To undo U.S. Navy alterations and damages, staff renovated the headquarters building after the war. Repair costs were paid from whatever the City could obtain from the sale of 35 temporary structures and from $790,000 that the Navy gave the City to restore buildings it had occupied in Balboa Park. Staff returning from military duty added boomerangs from Australia and models of canoes from Samoa to the museum’s collection.

Museum activities were relatively quiet between 1946 and 1965. Dr. Frank Lowe paid for the installation on Christmas Day, December 25, 1946, of a 30-chime carillon in the California Tower in honor of his mother, Ona May Lowe, for the carillon’s reconditioning in 1949, and for its replacement, on April 6, 1967, with a 100-chime carillon. The carillon can be played by plastic rolls, as in a player piano, and by a carilloneur at a keyboard.
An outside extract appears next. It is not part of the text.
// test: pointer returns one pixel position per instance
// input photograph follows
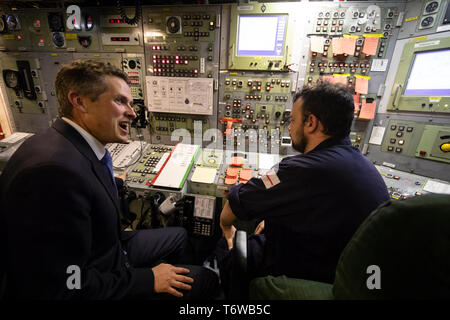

An exhibit asserting that the Soviet Union had wiped out race prejudice lasted approximately a week in July 1950, at which time patriots forced its removal.

As City funds were needed to repair and improve San Diego’s infrastructure that had been neglected during the war there was little money left to restore Balboa Park buildings. To solve its financial problems, to carry on research projects, to deter vandalism and burglary, and to pay guards the Museum began charging a 50-cent adult admission fee in July 1965.

After the architecturally non-conforming Timken Gallery and the west wing of the Fine Arts Gallery were built in 1965 and 1966, it became evident that the Spanish-Colonial Revival Style buildings in Balboa Park were nearing the end of their lifetimes and would soon be destroyed. Because of the zeal of Bea Evenson, the Committee of 100’s founder and president, and of Samuel Wood Hamill, the Committee’s architectural consultant, the deterioration or demise of surviving Exposition buildings, including the California Building (built in 1915 as a permanent structure) was not allowed to happen.

Beginning in 1976 technicians undertook major renovations to the Museum of Man. They took down a false 15-foot wall hiding the Quirigua stelae at the north end of the rotunda, opening up the exhibit area and the Museum began changing its exhibits with greater frequency. As a result, the Museum’s scholastic standing and its popularity increased and, in March 1973, the American Association of Museums formally accredited the San Diego Museum of Man.

In 1990, the Museum of Man moved into the former Administration Building at the west entrance to the California Quadrangle. Douglas Sharon, Museum director, attributed the Administration Building’s design to nationally-acclaimed San Diego architect Irving Gill. Using public and private funds raised by the Museum, the building had been restored on the outside to its 1915 appearance (minus the Churrigueresque ornament) and readapted in the inside to accommodate offices and an auditorium.